Bu sabah düne oranla daha sakin mi olmam gerekiyordu bilmiyordum fakat aksine çok daha stresliydim. Dün Demir abimle geldiğim yolu bu kez Tuna da dahil olmak üzere üçüyle birlikte gelmiştik. Beni bırakırlarken belli etmemeyi denesem de koşarak okuldan kaçma güdüsüyle doluydum.

Şimdi ise girmem gereken ikinci sınav da bitmişti. Sınıftan çıkıp okulun çıkışına doğru yürürken etrafımdaki kalabalıktan yükselen uğultuları kendi içimdeki düşüncelerle kolayca bastırabiliyordum. Dün bekledikleri yerde olacaklarını söyleyen abimleri bulmak için bahçe kapısından çıkıp sol tarafa yöneldim.

Dün Demir abimin arabasının durduğu boşlukta duran araba, bugün farklıydı.

Gözlerim doğru anlayıp anlamadığımı kesinleştirmek için plakaya kaydığında 34 yerine 06 ile başlayan bir plaka görmem arabaya doğru delirmiş gibi koşmam için yeterliydi.

Birkaç kişinin bana baktığını hissetsem de umursamadan koşmayı sürdürdüm. Arabaya son adımlarımı atarken sürücü tarafının kapısı açıldı. Kaldırıma çıktığım anda kendimi Uras’ın üzerine bir nevi fırlatarak zıpladım.

Dengesini koruyarak bacaklarımı beline sarmamı sağladığında kollarımı sıkıca boynuna dolayıp sarıldım. “Çok özlenmişim diyebilir miyiz, Peri’m?”

Diyebilirdik.

Bir aydır sarılamıyordum, arada görüntülü konuşsak da son zamanlarda tamamen derslere odaklandığım için bunu bile sınırlı halde yapabiliyorduk. Deli gibi özlemiştim.

Ağzımdan onaylar bir mırıltı döküldü. Kokusunu solumakla meşguldüm, konuşmak yerine buna odaklandım.

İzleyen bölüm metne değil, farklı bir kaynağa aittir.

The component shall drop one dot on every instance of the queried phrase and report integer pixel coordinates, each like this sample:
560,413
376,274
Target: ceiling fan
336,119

“Ben de çok özledim bebeğim, ben de.” Saçlarımın arasında kaybolan sözcükleri ona daha sıkı sarılmama sebep olurken boynunu öptüm.

“Bu aramıza giren son mesafeydi, bir daha olmayacak. Tekrarı olmasına öldürsen izin vermeyeceğim Peri.”

“İşime gelirdi sevgilim, yeterince özlem duyduk bence de.” Desem de bunun pek mümkün bir senaryo olmadığını içten içe kabullenmiştim. Biz sanırım mesafelerin çifti falandık, Ankara ve İstanbul arasında bir orada bir burada süren ilginç bir kurmacanın içindeydik.

Bir yandan ilişkimizin büyüsü gibi görünen ama öte yandan ikimizi de süründüren bu mesafe kolay kolay yok olacak gibi görünmüyordu.

 

 

~

 

- 1,5 yıl sonra

 

“Ben okulu bırakıyorum, kalanlara akıl sağlığı diliyorum. Milletin akıl sağlığını düzeltmek için kendiminkinden olma fikrini kabullenemiyorum.” Oturduğum sandalyenin hemen dibine çektiği sandalyeye bedenini bırakırken geçen yılın başında olduğu gibi söylenmeye devam eden Simge’ye gözlerimi devirmek üzereydim.

İkinci sınıfın ilk döneminde olduğumuz halde derslerle bu hafta tanışmışçasına gergindi. Her hafta aynı repliklerle geziyor, fakat yine bizden çok çalışıp dersleri AA ile geçen kendisi oluyordu. Biraz ilginç biriydi, ama dersler dışında tanıyabileceğiniz en tatlı insanlardandı. Annesinden gelen bir başarı takıntısı olduğunu biliyordum. Yapamama korkusunu en üst seviyede yaşıyordu.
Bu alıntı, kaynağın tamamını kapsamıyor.